The Hebrew word derohrʹ is also translated “liberty” in certain texts (Lev. 25:10; Isa. 61:1), and some commentators consider the name as describing the graceful free-flying swallow with its uninhibited movement. Others associate the Hebrew name with the Arabic darra, meaning to flow copiously or stream, and connect this with the swift darting of the bird as it catches insects in flight.

The psalmist, in proclaiming his yearning for the courtyards of Jehovah’s house, makes reference to the swallow’s finding a nest for herself in which to place her young. (Ps. 84:1-3) Swallows frequently build their cuplike nests (formed of mud pellets) on buildings or houses, often under the eaves, and hence some understand this passage to mean that swallows nested in the temple structure, as they do today in similar buildings throughout the land. However, the psalmist does not state this and seems, rather, to be employing a simile here in which the swallow, having found her nest, is a symbol of peace and security such as the psalmist found in Jehovah’s courts.

The other reference to the swallow occurs at Proverbs 26:2, stating that even “as a bird has cause for fleeing and just as a swallow for flying, so a malediction itself does not come without real cause.” (NW) Some translations render the Hebrew instead as a “curse that is causeless [and] does not alight” (RS; see also AS, Ro), and so consider the text to mean that such a causeless curse does not come to fulfillment or “alight,” but, rather, is like the restless flight of the swallow as it continues almost tirelessly on the wing in pursuit of its insect prey. In the surrounding verses the writer is discussing the fool and his ways, and thus in the rendering first cited (NW) the sense may be instead that, even as the flying of the birds when fleeing from danger or searching for food has a real cause, so, too, if a fool’s course brings a malediction upon him, it was not without there being real cause; his foolish course was responsible.—Compare verse 3; also Proverbs 1:22-32.
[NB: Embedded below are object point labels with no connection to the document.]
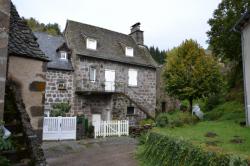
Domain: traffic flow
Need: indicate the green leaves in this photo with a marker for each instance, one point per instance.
(191, 74)
(162, 150)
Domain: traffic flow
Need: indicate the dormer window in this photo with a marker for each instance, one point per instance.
(91, 43)
(63, 55)
(129, 51)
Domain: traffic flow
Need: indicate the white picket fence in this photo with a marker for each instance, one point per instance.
(59, 128)
(111, 128)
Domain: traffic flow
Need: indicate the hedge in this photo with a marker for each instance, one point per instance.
(160, 150)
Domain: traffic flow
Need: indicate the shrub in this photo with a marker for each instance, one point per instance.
(60, 109)
(212, 102)
(162, 120)
(184, 105)
(146, 122)
(162, 150)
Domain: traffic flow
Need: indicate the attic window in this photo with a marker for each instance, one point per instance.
(63, 55)
(91, 43)
(129, 51)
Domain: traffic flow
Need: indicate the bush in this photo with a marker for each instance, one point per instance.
(162, 150)
(212, 102)
(226, 111)
(60, 109)
(184, 105)
(162, 120)
(146, 122)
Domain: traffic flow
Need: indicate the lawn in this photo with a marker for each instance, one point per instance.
(221, 135)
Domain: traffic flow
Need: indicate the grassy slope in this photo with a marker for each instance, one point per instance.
(225, 124)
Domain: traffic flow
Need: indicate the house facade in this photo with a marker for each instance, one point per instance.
(243, 26)
(112, 76)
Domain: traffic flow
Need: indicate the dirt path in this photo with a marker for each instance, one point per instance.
(102, 152)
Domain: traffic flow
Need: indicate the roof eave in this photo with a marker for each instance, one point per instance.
(116, 60)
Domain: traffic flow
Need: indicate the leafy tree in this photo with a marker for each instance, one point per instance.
(159, 56)
(36, 26)
(191, 74)
(224, 42)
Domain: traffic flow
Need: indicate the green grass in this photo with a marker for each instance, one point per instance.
(224, 121)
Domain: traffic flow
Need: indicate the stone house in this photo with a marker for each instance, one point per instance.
(104, 75)
(25, 65)
(243, 26)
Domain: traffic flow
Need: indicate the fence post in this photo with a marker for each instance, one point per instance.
(119, 128)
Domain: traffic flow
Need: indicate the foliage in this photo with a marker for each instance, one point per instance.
(179, 118)
(224, 42)
(213, 101)
(227, 111)
(160, 150)
(162, 120)
(191, 74)
(159, 56)
(184, 105)
(36, 26)
(60, 109)
(5, 144)
(4, 161)
(146, 122)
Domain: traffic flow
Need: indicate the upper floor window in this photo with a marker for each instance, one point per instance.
(132, 77)
(63, 55)
(129, 51)
(92, 74)
(91, 43)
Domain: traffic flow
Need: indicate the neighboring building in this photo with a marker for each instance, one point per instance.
(113, 74)
(26, 67)
(243, 25)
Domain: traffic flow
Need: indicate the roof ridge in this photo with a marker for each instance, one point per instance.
(99, 27)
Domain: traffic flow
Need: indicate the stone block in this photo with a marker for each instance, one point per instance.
(36, 111)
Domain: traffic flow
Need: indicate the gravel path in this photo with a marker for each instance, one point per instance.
(99, 152)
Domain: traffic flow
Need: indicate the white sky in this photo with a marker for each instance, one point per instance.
(166, 23)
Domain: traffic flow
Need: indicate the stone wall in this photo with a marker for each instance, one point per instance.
(4, 28)
(144, 93)
(30, 75)
(53, 93)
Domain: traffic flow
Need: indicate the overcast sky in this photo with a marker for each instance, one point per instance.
(166, 23)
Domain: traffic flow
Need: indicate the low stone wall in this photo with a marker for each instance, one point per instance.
(31, 138)
(136, 131)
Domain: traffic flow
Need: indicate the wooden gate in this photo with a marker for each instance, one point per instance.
(59, 128)
(111, 128)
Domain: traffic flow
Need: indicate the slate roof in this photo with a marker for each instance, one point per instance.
(110, 45)
(49, 45)
(22, 41)
(242, 21)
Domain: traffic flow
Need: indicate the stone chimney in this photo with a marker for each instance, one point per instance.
(137, 34)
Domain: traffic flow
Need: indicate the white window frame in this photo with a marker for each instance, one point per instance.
(129, 51)
(91, 44)
(94, 69)
(63, 55)
(132, 81)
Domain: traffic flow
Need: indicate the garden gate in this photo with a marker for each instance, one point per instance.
(59, 128)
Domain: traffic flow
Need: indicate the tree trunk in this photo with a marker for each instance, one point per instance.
(190, 104)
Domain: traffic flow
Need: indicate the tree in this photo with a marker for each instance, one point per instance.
(191, 74)
(159, 56)
(36, 26)
(224, 42)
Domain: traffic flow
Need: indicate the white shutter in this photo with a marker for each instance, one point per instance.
(132, 77)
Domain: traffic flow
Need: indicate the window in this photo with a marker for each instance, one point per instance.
(130, 110)
(91, 43)
(132, 77)
(92, 74)
(129, 51)
(63, 55)
(61, 85)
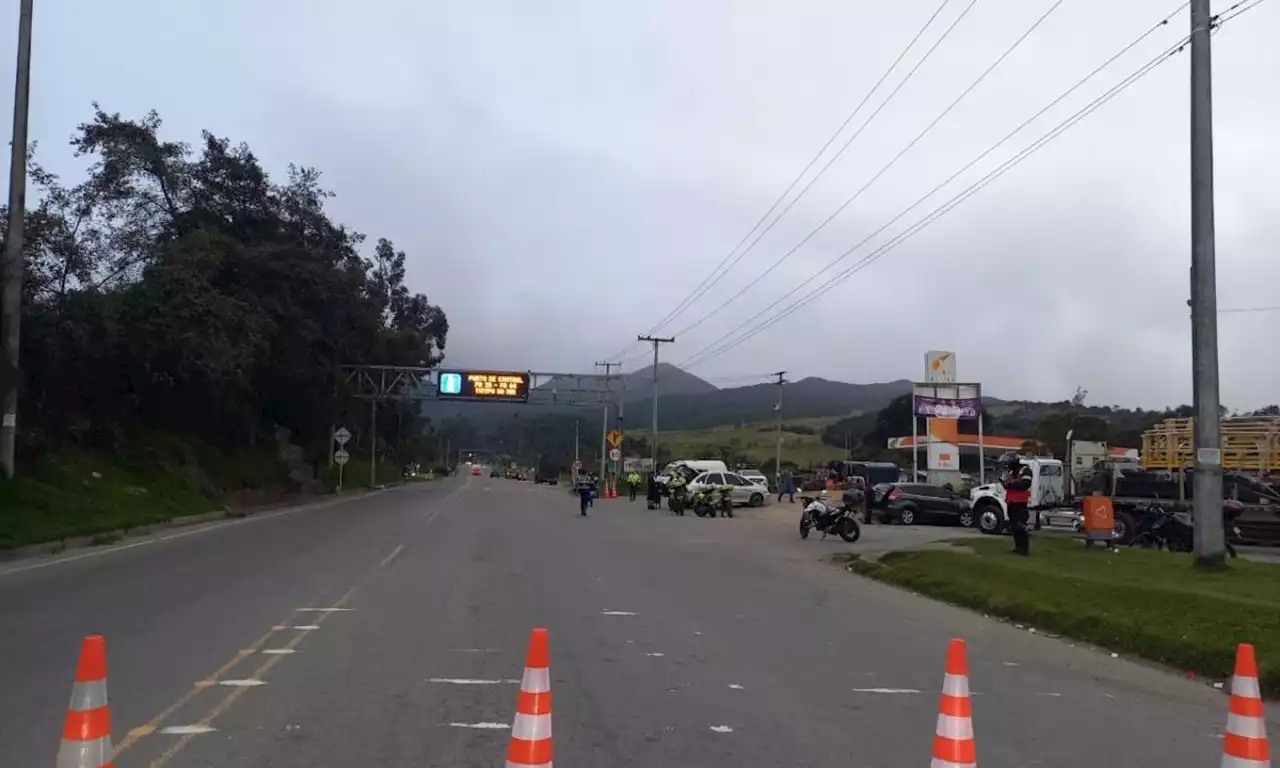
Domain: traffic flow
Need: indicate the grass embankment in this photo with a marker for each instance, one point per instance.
(1152, 604)
(757, 442)
(152, 479)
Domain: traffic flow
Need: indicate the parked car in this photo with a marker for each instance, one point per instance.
(745, 493)
(918, 502)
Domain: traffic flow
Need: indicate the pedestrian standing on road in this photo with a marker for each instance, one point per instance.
(584, 492)
(1016, 480)
(787, 487)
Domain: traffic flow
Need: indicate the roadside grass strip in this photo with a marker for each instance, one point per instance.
(1152, 604)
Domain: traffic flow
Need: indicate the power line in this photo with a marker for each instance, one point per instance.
(717, 270)
(880, 173)
(705, 284)
(717, 348)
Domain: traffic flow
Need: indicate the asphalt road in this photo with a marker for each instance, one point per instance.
(675, 641)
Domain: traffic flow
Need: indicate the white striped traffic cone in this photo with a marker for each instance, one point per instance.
(87, 730)
(1244, 745)
(531, 731)
(952, 737)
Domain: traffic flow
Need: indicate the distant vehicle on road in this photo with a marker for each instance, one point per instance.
(918, 502)
(745, 493)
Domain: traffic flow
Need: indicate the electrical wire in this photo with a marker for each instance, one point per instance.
(856, 133)
(880, 173)
(717, 270)
(721, 346)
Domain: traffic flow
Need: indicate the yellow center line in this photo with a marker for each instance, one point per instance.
(150, 726)
(222, 707)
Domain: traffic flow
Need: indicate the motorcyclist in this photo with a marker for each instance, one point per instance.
(1016, 481)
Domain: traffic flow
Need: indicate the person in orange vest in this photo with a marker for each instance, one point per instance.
(1016, 479)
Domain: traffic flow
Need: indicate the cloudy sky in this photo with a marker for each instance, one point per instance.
(565, 173)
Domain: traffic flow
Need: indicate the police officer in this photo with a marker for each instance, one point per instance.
(1016, 480)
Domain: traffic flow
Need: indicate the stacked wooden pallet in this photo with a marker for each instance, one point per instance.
(1249, 444)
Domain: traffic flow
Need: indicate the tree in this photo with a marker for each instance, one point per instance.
(184, 289)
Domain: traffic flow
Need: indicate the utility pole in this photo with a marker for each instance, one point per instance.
(1207, 503)
(653, 447)
(777, 408)
(604, 421)
(10, 272)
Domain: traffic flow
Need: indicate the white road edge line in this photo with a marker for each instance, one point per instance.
(187, 730)
(200, 529)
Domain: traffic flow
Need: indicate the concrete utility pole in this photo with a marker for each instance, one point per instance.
(10, 272)
(604, 421)
(653, 447)
(1207, 504)
(777, 408)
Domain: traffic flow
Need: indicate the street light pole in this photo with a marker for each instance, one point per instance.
(10, 272)
(1208, 542)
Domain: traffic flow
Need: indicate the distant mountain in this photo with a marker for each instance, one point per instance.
(807, 398)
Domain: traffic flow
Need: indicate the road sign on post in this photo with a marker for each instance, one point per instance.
(341, 457)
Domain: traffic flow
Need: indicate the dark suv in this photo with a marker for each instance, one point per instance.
(918, 502)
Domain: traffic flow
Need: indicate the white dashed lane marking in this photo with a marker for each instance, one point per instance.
(187, 730)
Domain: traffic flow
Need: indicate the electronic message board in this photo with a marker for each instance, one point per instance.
(507, 387)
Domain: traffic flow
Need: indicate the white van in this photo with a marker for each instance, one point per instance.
(690, 469)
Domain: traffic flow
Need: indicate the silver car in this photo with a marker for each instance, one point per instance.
(745, 493)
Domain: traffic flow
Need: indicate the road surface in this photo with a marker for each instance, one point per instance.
(675, 641)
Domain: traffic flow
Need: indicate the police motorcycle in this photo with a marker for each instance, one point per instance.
(828, 519)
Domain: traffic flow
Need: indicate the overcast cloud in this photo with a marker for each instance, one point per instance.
(562, 173)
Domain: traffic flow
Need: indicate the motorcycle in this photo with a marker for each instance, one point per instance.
(1175, 531)
(828, 520)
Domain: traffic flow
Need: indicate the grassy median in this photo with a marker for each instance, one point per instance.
(1152, 604)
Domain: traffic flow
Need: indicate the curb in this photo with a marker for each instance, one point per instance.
(54, 548)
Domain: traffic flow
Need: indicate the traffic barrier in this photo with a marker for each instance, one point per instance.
(1244, 744)
(531, 730)
(952, 737)
(87, 730)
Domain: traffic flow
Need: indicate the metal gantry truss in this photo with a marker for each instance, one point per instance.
(417, 383)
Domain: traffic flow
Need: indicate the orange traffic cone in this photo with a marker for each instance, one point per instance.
(1244, 745)
(952, 739)
(87, 731)
(531, 730)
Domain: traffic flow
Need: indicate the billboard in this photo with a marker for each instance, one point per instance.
(507, 387)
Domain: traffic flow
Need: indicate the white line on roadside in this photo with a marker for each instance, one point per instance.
(199, 529)
(187, 730)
The swallow, particularly the common or barn swallow, is abundant in Palestine. Some swallows spend the year there, whereas others arrive in March and depart at the approach of winter. Small, with long powerful wings and, usually, a forked tail, the swallow is a bird of unusually graceful and speedy flight, able to cover long distances in migration. The plumage often has a rich iridescent hue; its song is a pleasant combination of soft twittering and warbling.